SMALL businesses in Yorkshire are going bust because of “corporate bullies” who don’t pay their bills on time, according to the regional chairman of the Federation of Small Businesses (FSB).
Gordon Millward made his comments after research revealed that Britain’s small and medium-sized businesses (SMEs) were owed more than £35bn in outstanding debts in December last year, which is £2bn higher than the figure reported six months earlier.
Across the UK, 785,000 SMEs were experiencing problems in December with late payments, including 168,000 in the north of England, according to research carried out by Bacs Payment Schemes (Bacs).
Although the number of SMEs experiencing late payments in December was smaller than it had been six months earlier – the figure was 861,000 in early July 2011 – their combined debt was bigger than ever.

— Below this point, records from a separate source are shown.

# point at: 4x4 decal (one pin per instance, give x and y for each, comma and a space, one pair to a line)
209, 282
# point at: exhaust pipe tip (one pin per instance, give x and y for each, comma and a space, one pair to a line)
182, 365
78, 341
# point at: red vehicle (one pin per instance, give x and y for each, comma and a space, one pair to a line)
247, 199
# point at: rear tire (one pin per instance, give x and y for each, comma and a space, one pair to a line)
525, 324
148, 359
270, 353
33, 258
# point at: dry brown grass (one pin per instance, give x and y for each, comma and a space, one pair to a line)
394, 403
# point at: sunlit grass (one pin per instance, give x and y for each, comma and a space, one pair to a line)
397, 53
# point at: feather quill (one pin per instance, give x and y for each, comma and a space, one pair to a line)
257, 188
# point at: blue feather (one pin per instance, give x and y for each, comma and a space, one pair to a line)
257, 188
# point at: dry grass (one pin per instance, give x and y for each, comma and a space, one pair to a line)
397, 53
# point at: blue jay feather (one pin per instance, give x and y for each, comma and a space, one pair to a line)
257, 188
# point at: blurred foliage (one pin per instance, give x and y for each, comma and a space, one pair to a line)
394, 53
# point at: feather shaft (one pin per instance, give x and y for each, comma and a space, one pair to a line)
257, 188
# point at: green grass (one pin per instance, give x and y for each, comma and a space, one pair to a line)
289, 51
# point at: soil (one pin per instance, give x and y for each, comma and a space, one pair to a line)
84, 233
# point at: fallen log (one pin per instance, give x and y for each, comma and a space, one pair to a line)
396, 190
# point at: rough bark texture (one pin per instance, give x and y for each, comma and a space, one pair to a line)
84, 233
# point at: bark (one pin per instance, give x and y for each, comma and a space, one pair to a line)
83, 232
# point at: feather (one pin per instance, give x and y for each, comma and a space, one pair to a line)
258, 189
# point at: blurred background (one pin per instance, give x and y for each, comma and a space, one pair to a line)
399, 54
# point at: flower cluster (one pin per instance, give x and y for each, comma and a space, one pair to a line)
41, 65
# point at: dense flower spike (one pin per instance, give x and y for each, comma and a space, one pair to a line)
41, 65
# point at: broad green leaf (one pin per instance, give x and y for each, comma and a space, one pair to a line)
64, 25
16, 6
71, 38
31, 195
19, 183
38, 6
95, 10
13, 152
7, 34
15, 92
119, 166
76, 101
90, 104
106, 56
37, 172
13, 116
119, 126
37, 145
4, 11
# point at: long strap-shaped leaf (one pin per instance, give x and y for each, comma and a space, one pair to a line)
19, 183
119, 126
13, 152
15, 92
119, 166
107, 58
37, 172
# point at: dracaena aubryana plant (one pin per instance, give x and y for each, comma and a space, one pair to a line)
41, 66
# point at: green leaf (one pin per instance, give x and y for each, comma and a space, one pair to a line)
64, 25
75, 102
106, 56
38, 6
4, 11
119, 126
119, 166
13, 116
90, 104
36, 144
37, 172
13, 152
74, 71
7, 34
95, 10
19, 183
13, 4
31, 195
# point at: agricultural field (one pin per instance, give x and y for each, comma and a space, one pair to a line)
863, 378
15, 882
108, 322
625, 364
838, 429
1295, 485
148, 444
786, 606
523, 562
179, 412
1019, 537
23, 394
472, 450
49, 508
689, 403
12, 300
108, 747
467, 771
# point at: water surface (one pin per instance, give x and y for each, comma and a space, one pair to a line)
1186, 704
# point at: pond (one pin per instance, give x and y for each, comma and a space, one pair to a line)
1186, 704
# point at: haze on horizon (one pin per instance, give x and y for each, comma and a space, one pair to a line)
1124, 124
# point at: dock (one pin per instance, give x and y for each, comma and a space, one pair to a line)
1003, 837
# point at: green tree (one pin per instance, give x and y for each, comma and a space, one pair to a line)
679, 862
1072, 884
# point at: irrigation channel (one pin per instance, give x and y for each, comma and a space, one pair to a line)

In late December, the average SME in the north of England was owed £30,000, which was less than the UK average of £45,000.
The Bacs research indicated that many big businesses are not paying on time. Forty one per cent of SMEs said big firms were the “worst offenders” when compared with private companies, individuals, other SMEs and Government departments.
Mr Millward said yesterday: “Small firms do not have the same cash-flow buffers as larger businesses. Being paid late causes major disruption and is a primary cause of business bankruptcies.
“The Government’s commitment to pay all invoices to small firms within 10 days has improved things considerably, but it is now the larger public sector organisations which are the chief culprits.
“There is little doubt that a number of large household-name corporate organisations are using high-handed tactics to impose extended payment times on their smaller suppliers.
“These policies are being imposed unilaterally as a means of improving larger companies’ liquidity and cashflow situations. This form of corporate bullying is causing business closures and job losses in the small business sector, and are abhorrent and unacceptable.
“The FSB is calling on the Government to ensure that all public agencies follow the lead of central Government and pay all invoices to small firms within 10 days. All contractors used by the public sector should pay their sub-contractors within the same time and all private sector companies used by the public sector should sign up to the Prompt Payment Code.
“Our research shows that the time wasted by owners of small businesses in chasing late payments ranges between one and six hours per week. We are advising small firms to take control by making sure there is a contract in place which confirms payment times and then stipulates penalties – such as interest charges – if payment is late.”
Mike Hutchinson, a Bacs spokesman said: “Our research highlights the challenges faced by many thousands of SMEs in chasing payments from customers and maintaining a healthy cash flow which is the life blood of any successful business.”
Kenton Robbins, the regional director of the IoD, said that late payments stretched all businesses in challenging times.
He added: “The stress that comes from lack of cash then leads to businesses making poor decisions because they are financially constrained.”
A Department for Business, Innovation and Skills spokesman said that legislation alone was not enough to enforce prompt payment of suppliers. The spokesman added: “We need practical, business-focused solutions to help SMEs and make sure they are paid promptly. There are now more than 1,000 businesses signed up to the ICM’s Prompt Payment Code and the Government supports this industry-led approach in which suppliers, including SMEs, are in a position to support membership applications and report any failings.
“One of the most important steps is for businesses to formally agree terms of payments before transactions and stick to these terms.
“Simple practical measures can help SMEs make great strides in securing the cashflow that will help them thrive.”
A CBI spokesman said there was nobody available to comment from its policy staff yesterday.